D’autre part, dans ces pays, comme dans les pays riches, ce sont les catégories les plus vulnérables qui ont le plus souffert. La hausse spectaculaire du chômage dans les pays riches a brutalement jeté à la marge plusieurs dizaines de millions de chômeurs, pendant que des millions d’autres étaient ruinés à cause des manipulations des crédits. Aux Etats-Unis, le taux de chômage a déjà doublé, alors qu’en Europe, les entreprises prennent prétexte de la crise pour mener des restructurations difficiles à engager en temps normal.

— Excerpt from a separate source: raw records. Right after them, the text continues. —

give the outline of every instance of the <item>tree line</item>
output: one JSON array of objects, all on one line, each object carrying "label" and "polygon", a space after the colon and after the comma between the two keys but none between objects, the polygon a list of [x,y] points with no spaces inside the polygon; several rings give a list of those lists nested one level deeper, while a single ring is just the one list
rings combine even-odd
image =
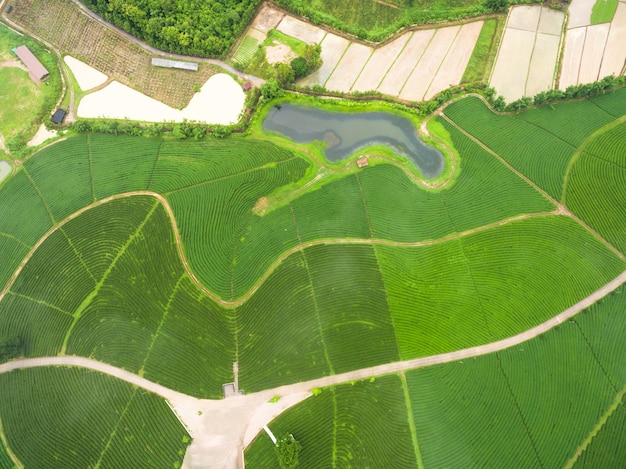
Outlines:
[{"label": "tree line", "polygon": [[83,0],[117,27],[168,52],[224,57],[260,0]]}]

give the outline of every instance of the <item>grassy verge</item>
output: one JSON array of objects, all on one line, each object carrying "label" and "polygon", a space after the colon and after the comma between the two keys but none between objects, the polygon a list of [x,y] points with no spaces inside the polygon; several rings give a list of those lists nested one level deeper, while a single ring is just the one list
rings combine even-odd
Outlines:
[{"label": "grassy verge", "polygon": [[499,15],[485,21],[461,83],[481,82],[489,78],[489,71],[498,50],[498,40],[504,28],[504,19],[504,16]]},{"label": "grassy verge", "polygon": [[591,9],[591,24],[610,23],[617,10],[618,0],[596,0]]}]

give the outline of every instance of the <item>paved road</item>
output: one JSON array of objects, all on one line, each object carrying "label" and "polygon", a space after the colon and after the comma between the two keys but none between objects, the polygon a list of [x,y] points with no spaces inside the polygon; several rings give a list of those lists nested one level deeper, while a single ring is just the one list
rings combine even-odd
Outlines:
[{"label": "paved road", "polygon": [[[310,396],[313,388],[449,363],[522,344],[567,321],[624,283],[626,283],[626,271],[548,321],[504,340],[430,357],[363,368],[223,400],[197,399],[143,379],[126,370],[83,357],[62,356],[14,360],[0,365],[0,373],[39,366],[79,366],[106,373],[147,389],[169,401],[194,438],[185,455],[183,467],[235,469],[243,467],[243,449],[263,426],[287,408]],[[281,399],[277,403],[268,402],[273,396],[281,396]]]}]

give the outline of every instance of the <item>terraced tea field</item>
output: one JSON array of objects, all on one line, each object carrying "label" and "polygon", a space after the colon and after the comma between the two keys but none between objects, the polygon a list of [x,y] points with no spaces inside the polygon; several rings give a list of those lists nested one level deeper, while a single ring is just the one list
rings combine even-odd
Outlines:
[{"label": "terraced tea field", "polygon": [[[619,467],[625,312],[622,288],[508,350],[325,388],[270,429],[300,441],[303,468]],[[275,458],[261,433],[246,467]]]},{"label": "terraced tea field", "polygon": [[[458,100],[430,124],[455,153],[451,182],[439,189],[421,186],[402,160],[330,165],[315,145],[300,151],[260,132],[206,141],[70,136],[0,188],[0,339],[18,339],[19,356],[89,357],[218,399],[225,383],[249,394],[520,334],[626,269],[624,115],[626,89],[514,116],[476,97]],[[596,461],[594,439],[611,447],[622,429],[611,411],[626,384],[614,344],[624,328],[620,295],[517,348],[325,389],[272,426],[302,439],[303,467],[389,458],[494,467],[498,457],[558,467],[584,442],[581,454],[589,448],[584,457]],[[0,376],[0,392],[12,396],[0,419],[18,459],[26,449],[13,441],[36,414],[24,423],[5,417],[22,402],[11,383],[38,371]],[[76,370],[65,371],[59,386],[75,382]],[[538,399],[535,383],[544,381]],[[102,386],[119,384],[111,382]],[[38,398],[73,393],[57,394]],[[103,401],[122,410],[89,437],[85,465],[103,439],[103,467],[152,448],[159,435],[135,437],[125,423],[147,422],[141,412],[162,407],[146,401],[136,410],[140,395]],[[149,457],[182,458],[188,441],[178,423],[155,415],[168,430]],[[33,457],[48,458],[54,444],[41,441]],[[259,437],[247,459],[267,467],[274,457]]]}]

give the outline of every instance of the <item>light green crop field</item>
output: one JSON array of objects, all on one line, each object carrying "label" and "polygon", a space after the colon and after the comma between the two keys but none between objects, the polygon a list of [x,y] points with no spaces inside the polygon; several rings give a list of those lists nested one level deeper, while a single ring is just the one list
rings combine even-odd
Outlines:
[{"label": "light green crop field", "polygon": [[[431,126],[455,154],[442,188],[420,185],[391,157],[329,165],[315,145],[256,131],[205,141],[70,136],[0,188],[0,339],[18,338],[24,357],[90,357],[220,398],[235,361],[249,393],[519,334],[626,269],[625,104],[626,89],[518,115],[459,100]],[[606,304],[619,310],[615,297]],[[593,448],[587,436],[626,368],[594,335],[598,324],[573,324],[551,333],[556,345],[534,339],[524,354],[324,390],[306,401],[318,406],[306,412],[328,418],[302,430],[304,467],[391,455],[403,467],[497,467],[499,445],[522,466],[563,466],[584,441]],[[546,369],[569,387],[546,384],[542,400],[532,386]],[[482,384],[493,387],[479,395]],[[466,397],[456,408],[458,396]],[[561,397],[552,414],[539,406]],[[356,415],[356,406],[371,410]],[[492,425],[476,443],[464,440],[481,415]],[[618,417],[606,416],[608,433],[598,427],[602,447],[613,444]],[[557,420],[576,428],[555,429],[560,443],[542,440]],[[324,428],[332,430],[322,437]],[[507,432],[519,447],[504,441]],[[454,441],[441,443],[446,435]],[[250,460],[264,467],[272,448],[258,444],[265,449],[255,444]],[[9,448],[18,458],[25,451]]]},{"label": "light green crop field", "polygon": [[618,0],[596,0],[591,8],[591,24],[610,23],[618,3]]},{"label": "light green crop field", "polygon": [[[625,330],[622,288],[524,344],[326,388],[269,427],[300,441],[303,468],[619,467]],[[245,460],[276,464],[264,432]]]}]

Tout ceci relève cependant du volet traditionnel de la crise. Par contre, la crise a apporté cette fois-ci deux innovations majeures : la réaction collective et concertée des pays capitalistes, et le rôle central des médias pour présenter des supercheries comme des solutions.

A l’actif des pays riches, on notera, en premier lieu, leur capacité à comprendre rapidement la nature et l’ampleur de la crise, ainsi que la méthode qu’il fallait utiliser pour y faire face. Cette première crise de l’ère de la mondialisation nécessitait une réponse différente, innovante, dépassant les frontières, avec des interventions massives des Etats, quitte à oublier momentanément l’hostilité traditionnelle des néolibéraux à l’intervention de l’Etat.

La crise a aussi consacré la supériorité de l’argent sur les Etats. Ces deniers se sont mobilisés massivement pour sauver le capital contre ses propres dérives. Et l’opération a été si bien menée qu’on a assisté à une situation loufoque : l’argent des citoyens a été utilisé pour sauver les banques ! C’est en effet de l’argent public qui a été injecté massivement pour maintenir à flot un système bancaire, lequel continue de fonctionner selon les mêmes méthodes.

Comble de l’ironie, le sauvetage des banques a été présenté comme une action ultime destinée à défendre les petites gens. Par de subtils raccourcis, l’aide destinée au capital le plus vorace, le capital financier, dont les dérapages ont été à l’origine de la crise, est devenue une œuvre de charité dont la finalité serait de secourir les catégories les plus vulnérables. Les dirigeants des pays riches ont aussi organisé une belle opération médiatique autour des paradis fiscaux et des fameux bonus, avant de laisser le tout en l’état : rien n’a changé dans ces sphères, mais l’illusion que le capitalisme a été « moralisé » ou « refondé », a été largement diffusée.

Pendant que le capital réussissait ainsi à prendre le contrôle des Etats les plus puissants, et mettait à son service la puissance du G20, la représentation populaire restait étrangement absente. Les syndicats en sont encore à s’organiser au niveau local ou national. Ce qui confirme cette vérité : l’argent a pris une longueur d’avance sur le travail. Pendant ce temps, la pensée de gauche piétine, et n’arrive guère à sortir du cadre national traditionnel, alors que le capital a pris en charge la mondialisation.

Les peuples n’ont pas encore trouvé la parade face à l’arrogance du libéralisme. Mais pour nous, le plus choquant dans cette crise n’est pas là. Le plus choquant, c’est ce constat humiliant : l’Algérie agit comme s’il ne s’était rien passé. Comme si elle n’était même pas au courant de la crise, de ses effets et des bouleversements.